Отец подошел к сыну, прижал к щеке.
Сын заплакал. Ему казалось, что он знает, понимает, чувствует больше, чем кто-либо другой из находившихся в этой комнате, больше, чем этот незнакомый человек с громким голосом по имени Григорий Иванович; больше, чем Марья Матвеевна, которая сидит на кончике стула и вытирает платком глаза; больше, чем мама, которая соглашается отпустить отца, не спрашивая сына: а можно ли это делать? Почему так спокойны и молчаливы взрослые? Неужели не понимают эти умные люди, что папу нельзя никуда отпускать, что, если его отпустят, он не вернется. «Как сказать им об этом, как остановить их, кто поверит мне, кто послушает меня?»

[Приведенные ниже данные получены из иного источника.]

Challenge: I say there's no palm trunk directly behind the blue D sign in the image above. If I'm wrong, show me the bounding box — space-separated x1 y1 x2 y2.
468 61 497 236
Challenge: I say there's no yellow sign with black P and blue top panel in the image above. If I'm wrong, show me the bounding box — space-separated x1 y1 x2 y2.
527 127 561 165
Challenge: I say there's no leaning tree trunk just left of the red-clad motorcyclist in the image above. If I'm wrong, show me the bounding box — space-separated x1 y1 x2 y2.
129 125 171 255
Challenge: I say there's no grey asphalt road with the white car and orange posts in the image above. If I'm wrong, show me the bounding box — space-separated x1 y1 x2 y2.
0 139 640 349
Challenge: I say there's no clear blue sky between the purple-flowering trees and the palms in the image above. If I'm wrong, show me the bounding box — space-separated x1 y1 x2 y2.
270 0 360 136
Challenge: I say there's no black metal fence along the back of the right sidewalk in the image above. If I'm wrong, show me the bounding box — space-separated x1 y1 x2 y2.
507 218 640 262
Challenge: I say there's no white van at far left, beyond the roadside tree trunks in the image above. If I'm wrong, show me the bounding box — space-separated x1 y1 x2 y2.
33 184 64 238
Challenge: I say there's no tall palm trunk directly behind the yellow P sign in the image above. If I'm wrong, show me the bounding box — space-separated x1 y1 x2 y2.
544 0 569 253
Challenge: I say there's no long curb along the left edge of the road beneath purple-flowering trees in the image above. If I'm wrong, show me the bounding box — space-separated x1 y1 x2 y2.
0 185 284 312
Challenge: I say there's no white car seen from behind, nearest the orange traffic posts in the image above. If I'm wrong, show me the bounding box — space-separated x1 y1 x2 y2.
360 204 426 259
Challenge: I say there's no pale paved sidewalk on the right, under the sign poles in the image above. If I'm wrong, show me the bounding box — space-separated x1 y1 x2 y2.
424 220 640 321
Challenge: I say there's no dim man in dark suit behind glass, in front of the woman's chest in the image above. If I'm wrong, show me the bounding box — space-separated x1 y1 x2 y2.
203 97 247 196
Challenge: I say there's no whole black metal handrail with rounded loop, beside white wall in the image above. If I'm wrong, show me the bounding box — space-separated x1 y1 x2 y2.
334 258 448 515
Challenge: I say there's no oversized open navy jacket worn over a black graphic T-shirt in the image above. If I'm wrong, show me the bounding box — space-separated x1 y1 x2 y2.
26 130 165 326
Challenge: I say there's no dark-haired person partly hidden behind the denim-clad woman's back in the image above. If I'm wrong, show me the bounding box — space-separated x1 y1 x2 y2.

— Папка, не уезжай! — сын бросился к отцу, обхватил его колени, крепко уперся ногами в пол: — Не уезжай, не надо, прошу тебя! Мама, скажи ему, скажи, не надо никуда уезжать, попроси его!
— Будь мужчиной, сын! — отец ласково потрепал волосы Отара, делая легкую попытку освободиться.
— Э-э, так не годится провожать, пожелай нам хорошего пути, да боевых побед, да скорейшего возвращения домой. А нюни распускать нечего, не маленький, поди, — в голосе Григория Ивановича зазвучала укоризна.
— Папка, не уезжай! — Сын бросился к отцу, обхватив его колени, крепко уперся ногами в пол. — Не уезжай, не надо, прошу тебя!
…Много раз вспоминал в жизни своей ту минуту Отар, и сердце его сжималось, и спрашивал себя, откуда знал он, что больше не увидит отца. Спрашивал и не находил ответа. Неужто и впрямь дано человеку предчувствовать беду в минуты несчастливого, беспомощного озарения? Эх, знать бы, что ждет впереди! А может быть, лучше не знать?